Cary Lu
Remembered

Jeff Hecht[hidden]@world.std.com

My path may have crossed Cary's briefly when we were both students at Caltech in the late 60s, but I was an undergrad and he was a grad student, so we never really connected.

Where I remember him was from his days at High Technology. He arrived soon after Bob Haavind brought High Technology to Boston as part of Bernie Goldhirsch's group of magazines. I forget how I started writing for the magazine, but it was a wonderfully creative place. Bob had a vision of a magazine that explained high technology in a way accessible to the intelligent layman; Cary picked it up and ran with it. His title was "managing editor," which in the magazine world often means the person who makes sure all the details get done so the magazine comes out. Cary was really a creative sparkplug, the best kind of editor. We bounced ideas off each other and in the end came up with articles we were proud to see in print. Go back to the issues of High Technology from 1980-85, and you'll find some of the finest technology writing of the time. When the magazine later floundered, the problem was not editorial but business -- the business plan demanded advertising, and the advertising wasn't there. I tend to think the problem lay with the narrow vision of advertisers.

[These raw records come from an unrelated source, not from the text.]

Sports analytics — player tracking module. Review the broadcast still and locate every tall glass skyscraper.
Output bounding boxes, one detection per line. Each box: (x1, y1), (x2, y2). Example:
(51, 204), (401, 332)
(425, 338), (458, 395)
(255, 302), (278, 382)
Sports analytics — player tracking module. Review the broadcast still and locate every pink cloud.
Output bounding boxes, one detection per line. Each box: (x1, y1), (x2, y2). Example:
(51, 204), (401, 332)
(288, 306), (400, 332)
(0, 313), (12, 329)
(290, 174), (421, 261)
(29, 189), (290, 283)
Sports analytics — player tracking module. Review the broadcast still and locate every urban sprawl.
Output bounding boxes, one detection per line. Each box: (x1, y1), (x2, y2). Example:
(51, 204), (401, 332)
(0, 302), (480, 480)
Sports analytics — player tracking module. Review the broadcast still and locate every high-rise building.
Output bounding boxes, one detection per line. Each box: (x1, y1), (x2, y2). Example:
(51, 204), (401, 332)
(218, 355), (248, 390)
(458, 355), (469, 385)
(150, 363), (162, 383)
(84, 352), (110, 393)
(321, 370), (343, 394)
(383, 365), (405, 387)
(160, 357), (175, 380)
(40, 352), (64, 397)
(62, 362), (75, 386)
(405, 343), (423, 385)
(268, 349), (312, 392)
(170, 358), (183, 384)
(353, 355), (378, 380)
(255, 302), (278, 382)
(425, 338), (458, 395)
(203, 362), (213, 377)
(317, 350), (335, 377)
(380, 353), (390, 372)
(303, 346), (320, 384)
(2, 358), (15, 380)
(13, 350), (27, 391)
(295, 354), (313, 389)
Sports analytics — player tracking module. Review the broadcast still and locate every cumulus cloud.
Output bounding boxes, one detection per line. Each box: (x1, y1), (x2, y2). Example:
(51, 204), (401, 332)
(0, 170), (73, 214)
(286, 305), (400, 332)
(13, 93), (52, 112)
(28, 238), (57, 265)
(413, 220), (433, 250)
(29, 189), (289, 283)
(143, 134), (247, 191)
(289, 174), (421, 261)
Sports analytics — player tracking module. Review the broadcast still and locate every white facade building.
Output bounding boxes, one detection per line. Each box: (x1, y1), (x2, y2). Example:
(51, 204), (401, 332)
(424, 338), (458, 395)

I remember having Cary to the house for one of our rare parties; the place was crowded, and he became the center of a little group of sci-tech types. I remember talking to him about computers circa 1985, when he strongly recommended the 512K Mac. I was already leaning that way, but he helped tip the scales. And he was right in one important way -- it worked so well and cleanly that I never had to call him with questions.

I also remember that Cary was the one who called me after a friend, whom I had steered to High Technology when they were looking for more staff, had a stroke in the office and was hospitalized in critical condition. (He later recovered.) We talked then, both stunned, as I am now at Cary's passing. I had lost track of him after he moved, and kept hoping our paths would cross again.